4. Ler juntos as palavras de Jesus que foram escritas para todos nós:  “Assim como meu Pai me amou, eu também amei vocês. Se vocês obedecem aos meus mandamentos, permanecerão no meu amor, assim como eu obedeci aos mandamentos do meu Pai e permaneço no seu amor. Eu disse isso a vocês para que minha alegria esteja em vocês, e a alegria de vocês eja completa. O meu mandamento é este: amem-se uns aos outros, assim como eu amei vocês”(Jo 14, 9-12).

Rezar o Pai Nosso.

Oração:
Ó Deus, criador de todas as coisas, volvei para nós o vosso olhar e, para sentirmos em nós a ação do vosso amor, fazei que vos sirvamos de todo coração, como nos mostrastes pelo exemplo de Santa Teresinha.

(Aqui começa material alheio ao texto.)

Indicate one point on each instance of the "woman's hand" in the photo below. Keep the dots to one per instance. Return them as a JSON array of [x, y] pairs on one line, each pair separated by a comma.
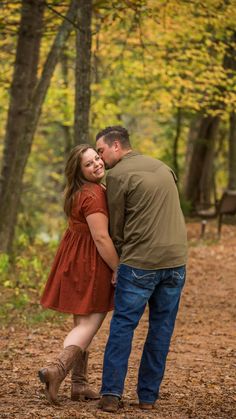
[[114, 278]]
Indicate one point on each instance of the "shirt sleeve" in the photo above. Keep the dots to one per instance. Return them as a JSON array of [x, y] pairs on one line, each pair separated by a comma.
[[116, 208], [93, 201]]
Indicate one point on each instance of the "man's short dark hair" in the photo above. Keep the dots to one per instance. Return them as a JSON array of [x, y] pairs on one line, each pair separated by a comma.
[[115, 132]]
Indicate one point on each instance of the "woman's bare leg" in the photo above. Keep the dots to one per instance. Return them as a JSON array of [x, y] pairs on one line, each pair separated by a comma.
[[85, 329]]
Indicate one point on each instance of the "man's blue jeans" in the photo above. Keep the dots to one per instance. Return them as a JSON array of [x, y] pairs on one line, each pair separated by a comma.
[[161, 289]]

Por nosso Senhor Jesus Cristo, vosso Filho, na unidade do Espírito Santo.

*Dom Frei Vital Wilderink, O Carm- Eremita Carmelita- foi vítima de um acidente de automóvel quando retornava para o Eremitério, “Fonte de Elias”, no alto do Rio das Pedras, nas montanhas de Lídice, distrito do município de Rio Claro, no estado do Rio de Janeiro. O acidente ocorreu no dia 11 de junho de 2014. O sepultamento foi na cidade de Itaguaí/RJ, no dia 12, na Catedral de São Francisco Xavier, Diocese esta onde ele foi o primeiro Bispo.